CS 541 Lecture -*- Outline -*-

* Introduction to Grammars and Syntax

** Why study syntax?
*** syntax matters (e.g., compare FORTRAN to LISP to Pascal)
*** tools important for design (as in Algol 60, regularity, etc.)
*** well understood theory (leading to implementation techniques)
*** Need description/documentation (of any user interface)

** Basics
*** Language: set of strings in some alphabet.
                E.g. English (Roman alphabet, phonemes), Ada (ASCII)
                        Common Practice Notation (for music), button pushes...
*** Sentence: a string in a language

** Syntactic descriptions (Grammars, parse trees)

*** History: Algol effort
                Backus presented paper describing Algol 58,
                        using formal notation
                Naur used modified form of Backus's notation
                        for Algol 60 report,
                called BNF (now)

*** Example parse tree
------------------
   A PARSE TREE

                      sentence
                          |
               ___________|__________
              NP                  VP
              |                   |
     _________|____               |
 article         NP              verb
     |           |                |
     |       ____|________        |
     |       adjective   NP       |
     |       |           |        |
    The    little     program    works
---------------------

*** Grammar: rules for parsing (or generating) sentences in a language

**** Example grammar (BNF)
---------------------
Sentence ::= NP VP
NP ::= article NP
NP ::= adjective NP
NP ::= noun
article ::= The
adjective ::= little
noun ::= program
VP ::= verb
verb ::= works
---------------------
**** Parts of grammar:
                nonterminals (or variables): syntactic categories from
                                which strings can be derived
                        -sentence, NP
                terminals: strings from the alphabet.
                        -program, works
			written in typewriter font in the book
			sometimes surrounded by single quotes 
                (note: a symbol cannot be both a terminal and a nonterminal.)
                productions: relationships between strings of
                                nonterminals and terminals.
                        -NP ::= article NP
                start symbol (sentence symbol): name of nonterminal
                                that generates the strings in the language.
                        -sentence
                        conventionally at top of grammar

*** Can be used for generation of sentences too.
                -"program works."
                -"little program works."
                -"The little little program works." etc.

** Kinds of grammars:

*** phrase structure grammar: l.h.s. contains at least 1 nonterminal

                        S ::= A B C
                        A ::= a
                      a B ::= b
                        C ::= c
                generates as follows
                        S = ABC = aBC = bC = bc

                -can describe all languages (Church's thesis)
*** context sensitive
	  rules have forms:
          (1)           \alpha A \gamma ::= \alpha \beta \gamma
                where \alpha, \beta and \gamma are strings of symbols
                        and \beta is nonempty.
                        (\alpha and \gamma are the context)
          (2)           sentence  ::=
                and if this second rule occurs, sentence does not appear
                        on the right hand side.
                        S ::= A B C
                    A B ::= A b C
                      b C ::= b c c
                      A b ::= a a b
                        A ::= a
                      c C ::= c c
                 generates as follows:
                    ABC = AbCC = AbccC = Abccc = abccc
                    (other order:
                    ABC = AbCC = abCC = abccC = abccc)
                    ABC = aBC
                    ABC = AbCC = aabCC = aabccC = aabccc
                -can describe conditions such as declarations matching uses.

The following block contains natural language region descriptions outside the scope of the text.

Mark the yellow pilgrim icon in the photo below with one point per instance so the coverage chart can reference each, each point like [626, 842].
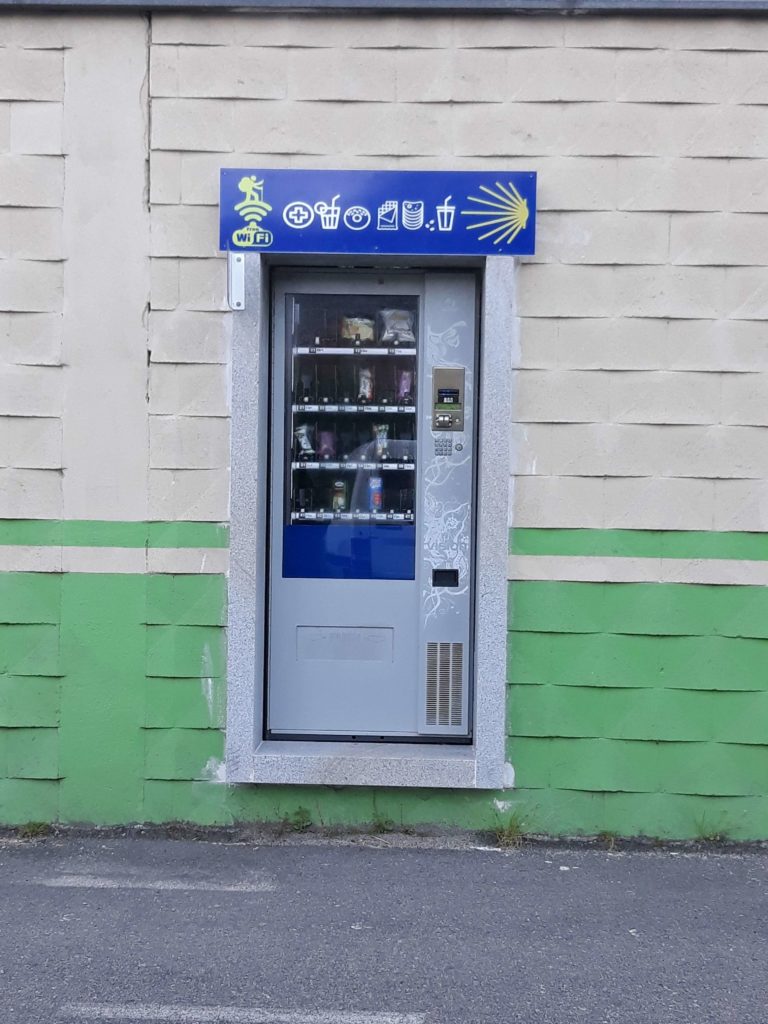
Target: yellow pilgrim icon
[505, 213]
[252, 209]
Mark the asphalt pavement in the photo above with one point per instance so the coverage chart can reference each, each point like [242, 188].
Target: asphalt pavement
[378, 931]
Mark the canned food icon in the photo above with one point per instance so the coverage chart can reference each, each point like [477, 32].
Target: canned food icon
[413, 215]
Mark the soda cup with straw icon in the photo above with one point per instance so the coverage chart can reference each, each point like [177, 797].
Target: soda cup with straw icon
[445, 213]
[329, 214]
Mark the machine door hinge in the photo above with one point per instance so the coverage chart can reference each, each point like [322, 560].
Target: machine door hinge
[236, 280]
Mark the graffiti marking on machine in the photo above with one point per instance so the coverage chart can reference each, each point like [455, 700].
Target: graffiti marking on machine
[389, 212]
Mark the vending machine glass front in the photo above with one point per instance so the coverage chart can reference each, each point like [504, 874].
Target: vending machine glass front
[370, 595]
[350, 459]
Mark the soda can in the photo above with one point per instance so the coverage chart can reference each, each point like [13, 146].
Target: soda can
[375, 494]
[366, 384]
[339, 497]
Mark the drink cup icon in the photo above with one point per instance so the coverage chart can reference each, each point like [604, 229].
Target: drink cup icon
[445, 213]
[329, 214]
[413, 215]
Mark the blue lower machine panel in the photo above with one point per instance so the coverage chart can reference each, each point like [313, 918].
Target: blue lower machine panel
[338, 551]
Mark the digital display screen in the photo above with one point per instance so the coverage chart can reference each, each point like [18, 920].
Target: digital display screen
[448, 396]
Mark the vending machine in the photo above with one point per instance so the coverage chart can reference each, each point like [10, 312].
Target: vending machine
[371, 597]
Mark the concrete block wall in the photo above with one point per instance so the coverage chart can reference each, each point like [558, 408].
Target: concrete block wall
[638, 481]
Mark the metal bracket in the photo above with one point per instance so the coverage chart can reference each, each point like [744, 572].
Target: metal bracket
[236, 280]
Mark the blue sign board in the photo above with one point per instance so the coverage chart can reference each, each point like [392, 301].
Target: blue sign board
[448, 213]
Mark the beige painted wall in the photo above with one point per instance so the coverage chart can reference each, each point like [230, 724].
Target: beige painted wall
[643, 382]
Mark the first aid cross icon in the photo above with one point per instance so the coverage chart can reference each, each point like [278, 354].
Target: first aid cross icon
[298, 214]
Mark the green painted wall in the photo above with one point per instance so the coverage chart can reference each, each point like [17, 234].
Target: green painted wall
[633, 709]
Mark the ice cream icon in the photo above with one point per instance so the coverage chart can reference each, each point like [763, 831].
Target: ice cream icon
[445, 212]
[413, 215]
[329, 214]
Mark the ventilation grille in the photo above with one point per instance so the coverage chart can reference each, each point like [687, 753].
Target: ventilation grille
[444, 671]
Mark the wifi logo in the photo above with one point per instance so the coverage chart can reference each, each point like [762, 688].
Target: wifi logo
[252, 209]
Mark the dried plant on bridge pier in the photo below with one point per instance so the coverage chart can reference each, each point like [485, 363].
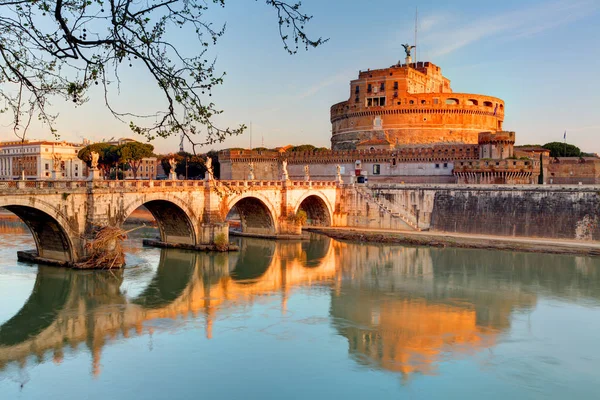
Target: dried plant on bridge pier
[74, 49]
[105, 251]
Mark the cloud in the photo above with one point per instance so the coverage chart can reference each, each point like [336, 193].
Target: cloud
[585, 128]
[452, 34]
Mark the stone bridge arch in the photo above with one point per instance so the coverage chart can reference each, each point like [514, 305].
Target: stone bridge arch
[176, 221]
[317, 207]
[51, 230]
[257, 214]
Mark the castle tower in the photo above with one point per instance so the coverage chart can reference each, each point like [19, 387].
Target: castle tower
[496, 145]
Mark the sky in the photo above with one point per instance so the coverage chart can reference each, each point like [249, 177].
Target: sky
[541, 57]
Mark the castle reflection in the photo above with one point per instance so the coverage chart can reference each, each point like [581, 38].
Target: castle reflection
[401, 309]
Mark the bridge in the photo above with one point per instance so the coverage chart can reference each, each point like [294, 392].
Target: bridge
[62, 215]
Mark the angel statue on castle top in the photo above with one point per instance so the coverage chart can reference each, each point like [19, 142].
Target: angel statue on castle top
[408, 48]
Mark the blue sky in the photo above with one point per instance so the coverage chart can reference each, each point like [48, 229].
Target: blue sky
[541, 57]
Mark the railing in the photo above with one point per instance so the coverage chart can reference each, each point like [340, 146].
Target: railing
[148, 184]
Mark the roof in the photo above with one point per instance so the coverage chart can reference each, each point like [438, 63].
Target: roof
[374, 142]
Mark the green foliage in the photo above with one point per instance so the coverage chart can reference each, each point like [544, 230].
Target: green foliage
[541, 176]
[558, 149]
[107, 156]
[75, 49]
[196, 164]
[133, 153]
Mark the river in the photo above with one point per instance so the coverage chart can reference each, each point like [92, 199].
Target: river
[312, 319]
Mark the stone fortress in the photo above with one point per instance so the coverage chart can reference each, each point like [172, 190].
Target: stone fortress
[404, 124]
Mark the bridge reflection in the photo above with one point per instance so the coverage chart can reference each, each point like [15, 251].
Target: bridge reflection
[68, 308]
[401, 309]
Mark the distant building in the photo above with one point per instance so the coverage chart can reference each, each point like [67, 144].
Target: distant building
[41, 160]
[411, 105]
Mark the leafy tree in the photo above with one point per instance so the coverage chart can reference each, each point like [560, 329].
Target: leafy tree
[558, 149]
[133, 153]
[216, 164]
[106, 156]
[541, 176]
[64, 48]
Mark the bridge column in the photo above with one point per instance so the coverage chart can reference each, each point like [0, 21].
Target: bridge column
[288, 225]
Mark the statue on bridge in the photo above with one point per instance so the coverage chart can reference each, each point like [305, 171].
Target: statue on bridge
[209, 169]
[407, 49]
[95, 157]
[285, 176]
[56, 166]
[251, 168]
[94, 173]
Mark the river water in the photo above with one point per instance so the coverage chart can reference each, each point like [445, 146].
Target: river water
[313, 319]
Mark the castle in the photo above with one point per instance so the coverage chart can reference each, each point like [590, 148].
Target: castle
[404, 124]
[408, 105]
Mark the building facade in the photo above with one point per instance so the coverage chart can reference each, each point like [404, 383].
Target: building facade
[41, 160]
[411, 105]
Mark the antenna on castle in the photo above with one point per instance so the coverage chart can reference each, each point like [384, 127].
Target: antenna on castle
[416, 24]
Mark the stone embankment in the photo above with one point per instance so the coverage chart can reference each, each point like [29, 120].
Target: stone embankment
[445, 239]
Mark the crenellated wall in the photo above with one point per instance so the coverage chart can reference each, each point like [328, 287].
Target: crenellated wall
[567, 212]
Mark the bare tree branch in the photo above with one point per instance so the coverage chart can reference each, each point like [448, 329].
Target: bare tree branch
[63, 48]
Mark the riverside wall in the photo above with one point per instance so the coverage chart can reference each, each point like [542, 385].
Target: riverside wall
[550, 211]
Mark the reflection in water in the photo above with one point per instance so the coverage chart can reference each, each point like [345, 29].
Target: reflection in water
[400, 309]
[75, 307]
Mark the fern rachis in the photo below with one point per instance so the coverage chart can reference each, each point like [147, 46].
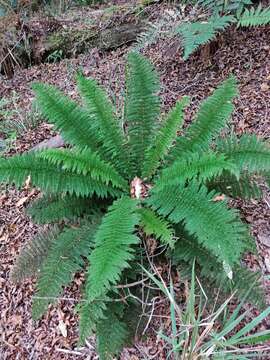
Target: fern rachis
[107, 193]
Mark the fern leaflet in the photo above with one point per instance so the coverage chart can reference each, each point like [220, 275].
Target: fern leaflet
[248, 152]
[199, 166]
[215, 226]
[50, 177]
[33, 255]
[211, 118]
[113, 247]
[72, 121]
[84, 162]
[153, 224]
[167, 133]
[142, 107]
[105, 125]
[63, 260]
[187, 249]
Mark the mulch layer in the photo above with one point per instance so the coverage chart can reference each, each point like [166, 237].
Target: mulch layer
[246, 54]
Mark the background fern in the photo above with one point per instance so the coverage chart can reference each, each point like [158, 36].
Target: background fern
[88, 188]
[200, 33]
[254, 17]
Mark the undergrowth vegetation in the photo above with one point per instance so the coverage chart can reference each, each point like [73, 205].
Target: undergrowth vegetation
[219, 15]
[114, 189]
[204, 329]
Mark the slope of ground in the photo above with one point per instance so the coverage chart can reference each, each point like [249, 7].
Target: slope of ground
[244, 53]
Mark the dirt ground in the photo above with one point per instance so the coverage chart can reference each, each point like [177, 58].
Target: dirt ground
[246, 54]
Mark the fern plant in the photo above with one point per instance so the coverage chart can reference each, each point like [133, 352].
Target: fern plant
[195, 34]
[110, 188]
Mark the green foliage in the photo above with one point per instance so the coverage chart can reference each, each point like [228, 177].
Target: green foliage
[113, 247]
[89, 187]
[214, 331]
[54, 208]
[212, 117]
[213, 225]
[200, 33]
[195, 166]
[105, 126]
[64, 258]
[142, 107]
[33, 255]
[85, 162]
[212, 272]
[153, 224]
[49, 177]
[223, 13]
[248, 153]
[162, 142]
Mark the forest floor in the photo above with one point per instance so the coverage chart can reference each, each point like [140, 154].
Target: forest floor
[245, 53]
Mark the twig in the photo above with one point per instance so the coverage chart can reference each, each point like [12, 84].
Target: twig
[71, 352]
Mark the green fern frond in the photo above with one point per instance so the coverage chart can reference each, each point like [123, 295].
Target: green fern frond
[244, 187]
[200, 33]
[159, 147]
[53, 208]
[112, 335]
[113, 247]
[210, 120]
[153, 224]
[104, 123]
[50, 177]
[187, 249]
[198, 166]
[84, 162]
[215, 226]
[73, 122]
[63, 260]
[90, 314]
[254, 17]
[141, 107]
[248, 152]
[33, 255]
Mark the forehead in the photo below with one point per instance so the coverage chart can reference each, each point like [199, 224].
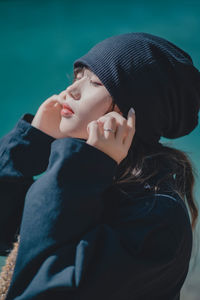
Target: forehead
[84, 70]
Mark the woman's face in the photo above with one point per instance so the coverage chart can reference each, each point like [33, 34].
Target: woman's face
[89, 99]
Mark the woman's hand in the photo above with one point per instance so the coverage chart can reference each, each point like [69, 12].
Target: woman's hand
[116, 144]
[48, 116]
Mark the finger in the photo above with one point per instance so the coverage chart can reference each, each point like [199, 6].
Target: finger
[121, 131]
[93, 131]
[101, 124]
[110, 123]
[131, 129]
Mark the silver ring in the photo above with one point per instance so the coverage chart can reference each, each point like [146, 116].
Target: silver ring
[109, 129]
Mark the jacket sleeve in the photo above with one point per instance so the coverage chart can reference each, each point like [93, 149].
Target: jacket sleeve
[66, 251]
[24, 152]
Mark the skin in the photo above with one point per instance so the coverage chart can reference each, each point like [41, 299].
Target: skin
[92, 106]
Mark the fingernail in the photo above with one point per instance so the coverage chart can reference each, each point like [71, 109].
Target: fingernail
[131, 110]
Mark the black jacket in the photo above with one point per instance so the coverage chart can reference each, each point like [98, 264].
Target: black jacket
[81, 237]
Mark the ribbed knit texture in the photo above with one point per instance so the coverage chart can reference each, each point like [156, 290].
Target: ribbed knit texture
[152, 75]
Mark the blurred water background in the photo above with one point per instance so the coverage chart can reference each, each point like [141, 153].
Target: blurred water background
[41, 39]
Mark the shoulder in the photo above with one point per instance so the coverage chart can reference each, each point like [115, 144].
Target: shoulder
[161, 219]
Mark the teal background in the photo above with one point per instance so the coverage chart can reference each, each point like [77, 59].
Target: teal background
[41, 39]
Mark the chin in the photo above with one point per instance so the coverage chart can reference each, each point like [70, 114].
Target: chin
[70, 132]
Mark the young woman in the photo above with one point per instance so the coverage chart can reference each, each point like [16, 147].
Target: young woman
[113, 214]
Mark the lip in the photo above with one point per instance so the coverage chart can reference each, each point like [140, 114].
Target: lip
[66, 106]
[65, 112]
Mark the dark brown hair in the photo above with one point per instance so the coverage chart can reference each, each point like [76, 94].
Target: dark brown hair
[141, 164]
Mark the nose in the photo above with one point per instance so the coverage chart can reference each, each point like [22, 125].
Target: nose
[73, 92]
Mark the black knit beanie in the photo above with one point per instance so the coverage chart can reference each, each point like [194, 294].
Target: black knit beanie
[153, 76]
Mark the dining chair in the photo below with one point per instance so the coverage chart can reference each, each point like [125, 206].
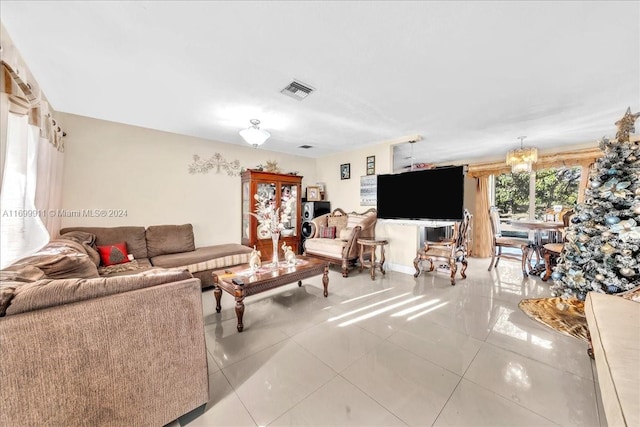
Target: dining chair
[500, 242]
[451, 251]
[551, 251]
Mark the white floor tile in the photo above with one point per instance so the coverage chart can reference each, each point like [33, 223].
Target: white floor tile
[472, 405]
[397, 350]
[338, 403]
[562, 397]
[273, 380]
[413, 389]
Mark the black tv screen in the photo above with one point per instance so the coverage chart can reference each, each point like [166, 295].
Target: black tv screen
[432, 194]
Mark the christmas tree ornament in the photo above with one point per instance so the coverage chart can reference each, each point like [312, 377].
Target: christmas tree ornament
[627, 272]
[604, 254]
[612, 289]
[612, 220]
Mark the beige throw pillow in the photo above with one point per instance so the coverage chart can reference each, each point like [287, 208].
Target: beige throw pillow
[338, 221]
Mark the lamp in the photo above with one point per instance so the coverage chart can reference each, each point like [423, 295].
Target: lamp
[522, 158]
[253, 134]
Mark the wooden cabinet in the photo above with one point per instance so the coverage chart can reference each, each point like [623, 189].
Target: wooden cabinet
[278, 188]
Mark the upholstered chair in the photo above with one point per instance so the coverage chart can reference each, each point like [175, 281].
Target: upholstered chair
[500, 242]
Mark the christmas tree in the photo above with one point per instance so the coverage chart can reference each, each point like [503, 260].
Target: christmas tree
[602, 243]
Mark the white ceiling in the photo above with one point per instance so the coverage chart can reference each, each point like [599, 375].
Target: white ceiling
[470, 77]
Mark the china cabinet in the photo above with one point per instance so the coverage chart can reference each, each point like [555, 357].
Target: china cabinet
[278, 189]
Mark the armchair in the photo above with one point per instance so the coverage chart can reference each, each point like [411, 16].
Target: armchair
[452, 252]
[334, 237]
[500, 242]
[551, 251]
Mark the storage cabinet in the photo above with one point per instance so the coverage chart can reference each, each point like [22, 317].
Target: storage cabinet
[278, 188]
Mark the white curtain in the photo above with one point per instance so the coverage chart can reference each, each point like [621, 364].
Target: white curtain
[49, 185]
[21, 229]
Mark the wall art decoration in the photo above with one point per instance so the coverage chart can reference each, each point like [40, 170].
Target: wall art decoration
[216, 162]
[345, 171]
[371, 165]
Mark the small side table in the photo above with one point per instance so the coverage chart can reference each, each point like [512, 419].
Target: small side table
[370, 244]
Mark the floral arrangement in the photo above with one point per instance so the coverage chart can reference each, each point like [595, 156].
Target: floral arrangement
[270, 217]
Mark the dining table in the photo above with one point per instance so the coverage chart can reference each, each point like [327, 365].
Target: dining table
[554, 229]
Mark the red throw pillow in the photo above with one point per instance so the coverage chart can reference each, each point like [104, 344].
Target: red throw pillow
[327, 232]
[113, 254]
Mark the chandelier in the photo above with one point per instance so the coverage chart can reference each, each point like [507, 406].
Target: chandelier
[253, 134]
[521, 159]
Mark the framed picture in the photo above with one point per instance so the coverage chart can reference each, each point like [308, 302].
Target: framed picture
[345, 171]
[368, 190]
[371, 165]
[313, 194]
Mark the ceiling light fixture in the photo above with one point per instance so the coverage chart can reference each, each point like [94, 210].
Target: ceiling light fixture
[521, 159]
[254, 135]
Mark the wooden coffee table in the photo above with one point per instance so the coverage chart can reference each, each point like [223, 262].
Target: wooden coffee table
[264, 279]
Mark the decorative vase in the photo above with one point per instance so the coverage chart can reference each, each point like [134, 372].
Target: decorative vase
[275, 236]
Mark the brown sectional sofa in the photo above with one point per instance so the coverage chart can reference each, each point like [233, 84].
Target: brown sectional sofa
[167, 246]
[82, 344]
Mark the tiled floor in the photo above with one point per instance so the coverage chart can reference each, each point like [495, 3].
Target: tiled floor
[396, 351]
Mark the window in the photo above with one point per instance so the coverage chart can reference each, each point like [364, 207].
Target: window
[520, 196]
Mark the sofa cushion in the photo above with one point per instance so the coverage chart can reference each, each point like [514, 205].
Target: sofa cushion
[113, 254]
[345, 233]
[337, 221]
[135, 266]
[48, 293]
[206, 258]
[7, 291]
[87, 240]
[169, 239]
[60, 259]
[614, 327]
[133, 236]
[327, 233]
[325, 247]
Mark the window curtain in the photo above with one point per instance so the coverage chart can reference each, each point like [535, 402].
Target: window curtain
[31, 162]
[482, 241]
[21, 229]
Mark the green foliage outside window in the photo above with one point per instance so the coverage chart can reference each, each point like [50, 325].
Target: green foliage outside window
[554, 186]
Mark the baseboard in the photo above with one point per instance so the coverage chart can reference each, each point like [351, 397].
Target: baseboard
[400, 268]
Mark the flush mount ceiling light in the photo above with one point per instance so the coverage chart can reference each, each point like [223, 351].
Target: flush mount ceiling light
[521, 159]
[253, 134]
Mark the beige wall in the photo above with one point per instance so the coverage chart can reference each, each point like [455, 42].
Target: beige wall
[403, 238]
[145, 172]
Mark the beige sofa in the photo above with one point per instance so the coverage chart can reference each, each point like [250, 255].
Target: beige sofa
[614, 327]
[79, 349]
[334, 236]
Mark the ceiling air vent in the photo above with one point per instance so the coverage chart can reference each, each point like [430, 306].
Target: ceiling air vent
[297, 90]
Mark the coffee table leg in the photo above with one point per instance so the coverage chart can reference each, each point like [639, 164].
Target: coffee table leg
[240, 306]
[217, 292]
[373, 263]
[325, 280]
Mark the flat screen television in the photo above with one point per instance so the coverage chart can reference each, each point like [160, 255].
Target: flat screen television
[432, 194]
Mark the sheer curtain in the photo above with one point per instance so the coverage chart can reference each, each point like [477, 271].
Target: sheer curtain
[481, 244]
[21, 229]
[31, 162]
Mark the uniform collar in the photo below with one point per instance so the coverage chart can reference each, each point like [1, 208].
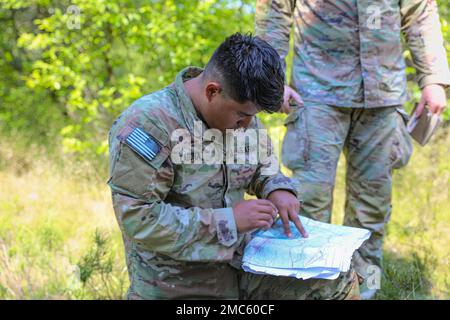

*** context-free: rules have only one nonterminal on left-hand side.
                -important because can draw parse (derivation) trees
                -can describe matching constructs (e.g., formulas, parentheses)
                -can express nesting through recursion
---------------------
   A CONTEXT-FREE GRAMMAR
statement ::= assign
statement ::= compound
assign ::= x <- y
compound ::= begin statement list end
statement-list ::= statement
statement-list ::= statement ;
                   statement-list
---------------------
**** BNF (Backus Naur form or Backus Normal form)
                (particular convention of context-free)
                        four meta characters   ::= |.
                        nonterminals historically denoted: <some string>,
				but we use some-string
                        replacement operator: ::=
                        or symbol: |
	    Examples of BNF
-------------------
    A BNF GRAMMAR

A ::= () | ( A )

This generates "()", "(())", ...
-------------------
            -customary to only use | for or, not separate listings

***	linear: productions have a terminal on either end
           (1)          A ::= u B v
           or (2)       A ::= u
                where u and v are strings of terminals (possibly empty)
                -not important for us except as intro to...
***      right linear: one terminal, may be followed by a nonterminal
                E.g., A ::= a | a A
                (generates "a", "aa", ...)
***      left linear: rules of form A ::= B v | u
                -these are equivalent, can describe anything finite,
                        simple patterns (regular sets)

** Kinds of languages:
        Def: A language is context-free if there is a context free grammar that
                generates it.
        Def: A language is regular if there is a right-linear (or left-linear)
                grammar that generates it.

-------------------------
  Containment of language types:
  ________________________________________
  |           recursively-enumerable     |
  |   _________________________________  |
  |   |         context-sensitive     |  |
  |   |   __________________________| |  |
  |   |   |      context-free       | |  |
  |   |   |  __________________     | |  |
  |   |   |  |     regular    |     | |  |
  ________________________________________


Different approximations to
      a programming language:

  ________________________________________
  |          strings of legal tokens     |
  |   _________________________________  |
  |   |       syntactically correct   |  |
  |   |   __________________________| |  |
  |   |   |    statically correct   | |  |
  |   |   |  __________________     | |  |
  |   |   |  |  dynamically ok|     | |  |
  ________________________________________

------------------------
        Typically describe syntax of programming langauge using two grammars
                (for compilation, but not necessarily for user's manual)
        lexical syntax: syntax of tokens such as identifiers, numbers, etc.
        context-free syntax: syntax not taking into account
                consistency checking (e.g., variables declared)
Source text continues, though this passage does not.